Sempre più spesso si ha la netta impressione che il politici siciliani si divertano ad offendere il buon senso e l’intelligenza dei Siciliani.
Il recente scambio di battute tra il Presidente dell’ARS e il Presidente della Regione con la precisazione del primo secondo cui “…La colpa, lo ribadisco, non è di Cuffaro ma di un metodo che è stato chiamato “cuffarismo” e che esiste da 50 anni, in cui anche lui è imbrigliato e che non consente di governare i processi di sistema. Se Cuffaro vivesse in Val d’Aosta, probabilmente governerebbe in maniera diversa. È un metodo che va abbattuto. [...] Probabilmente sarebbe necessario consentire una sola candidatura alla carica di presidente, il che permetterebbe di governare liberi dalle pressioni dei singoli. Se fossi Cuffaro mi amareggerei piuttosto perché un sistema che viene considerato sbagliato porta il mio nome. Ma la colpa è del metodo, non dell’uomo», farebbe sorridere se non fosse che in questa Sicilia basata sul sistema di clienterale Miccichè e tutti gli altri vivono sembra, senza alcun problema.
Dopo il Prof. Canepa, trucidato dai “Reali Carabinieri” e Andrea Finocchiaro Aprile unico statista siciliano che si ricordi, figlio di quel Camillo servitore della Real Casa che occupò l’Isola con un personaggio di nome Garibaldi, eroe per necessità di Stato, la Sicilia non ha avuto e tutt’ora non ha, politici di spessore e con ideali Siciliani e Sicilianisti.
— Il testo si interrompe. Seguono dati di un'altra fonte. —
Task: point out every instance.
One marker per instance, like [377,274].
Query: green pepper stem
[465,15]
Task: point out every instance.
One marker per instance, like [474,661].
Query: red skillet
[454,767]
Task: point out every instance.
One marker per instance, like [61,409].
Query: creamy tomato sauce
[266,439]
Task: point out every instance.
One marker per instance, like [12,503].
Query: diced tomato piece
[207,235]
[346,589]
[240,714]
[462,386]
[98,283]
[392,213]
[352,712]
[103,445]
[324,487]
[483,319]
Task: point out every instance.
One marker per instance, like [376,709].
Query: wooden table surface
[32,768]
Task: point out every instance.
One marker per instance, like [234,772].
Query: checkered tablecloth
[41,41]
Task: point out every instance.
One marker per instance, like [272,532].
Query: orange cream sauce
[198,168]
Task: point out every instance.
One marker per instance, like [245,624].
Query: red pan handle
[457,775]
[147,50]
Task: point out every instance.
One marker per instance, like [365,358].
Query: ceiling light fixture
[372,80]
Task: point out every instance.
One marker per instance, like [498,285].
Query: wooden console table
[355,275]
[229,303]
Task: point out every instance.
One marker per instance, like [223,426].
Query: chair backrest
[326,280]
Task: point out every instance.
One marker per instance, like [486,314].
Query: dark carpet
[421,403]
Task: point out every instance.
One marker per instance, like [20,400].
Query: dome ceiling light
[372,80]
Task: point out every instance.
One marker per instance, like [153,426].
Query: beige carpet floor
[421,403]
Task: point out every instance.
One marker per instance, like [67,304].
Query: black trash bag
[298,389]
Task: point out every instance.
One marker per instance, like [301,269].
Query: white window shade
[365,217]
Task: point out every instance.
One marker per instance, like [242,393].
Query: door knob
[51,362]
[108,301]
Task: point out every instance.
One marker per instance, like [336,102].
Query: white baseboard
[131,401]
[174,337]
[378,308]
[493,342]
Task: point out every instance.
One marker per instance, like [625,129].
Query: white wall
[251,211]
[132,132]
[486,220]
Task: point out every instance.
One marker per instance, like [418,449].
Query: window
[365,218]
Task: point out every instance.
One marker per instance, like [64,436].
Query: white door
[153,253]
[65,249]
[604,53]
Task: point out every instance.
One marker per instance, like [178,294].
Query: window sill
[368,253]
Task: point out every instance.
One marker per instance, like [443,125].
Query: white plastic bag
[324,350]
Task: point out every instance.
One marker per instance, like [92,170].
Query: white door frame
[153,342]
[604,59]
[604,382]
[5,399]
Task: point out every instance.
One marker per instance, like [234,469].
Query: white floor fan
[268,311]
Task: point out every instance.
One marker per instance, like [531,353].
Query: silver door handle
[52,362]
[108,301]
L’autonomismo di facciata di certi politici siciliani, che è cominciato ad essere presente nei loro discorsi (solo quelli) dopo che non hanno potuto più far finta che la spinta autonomista e secessionista siciliana proveniente dal popolo e rappresentata da associazioni e movimenti sicilianisti stava diventando pressante, serve solo a parlarne per “chetare” le rivendicazioni e continuare far vivere la Sicilia “nel sistema” che oggi Miccichè definisce cuffarismo senza il quale i politicanti siciliani non esisterebbero più da un pezzo.
Roma ordina, Palermo obbedisce e il clienteralismo impera per la causa dei partiti e degli interessi traversali.
La Sicilia paga il coloniasmo romano e viene continuamente stuprata e saccheggiata.
La campagna elettorale per le presidenziali è cominciata è quindi sentiremo ancora affermare di tutto e di più, salvo poi, come diceva Tomasi di Lampedusa, cambiare perchè tutto rimanga così come è oggi.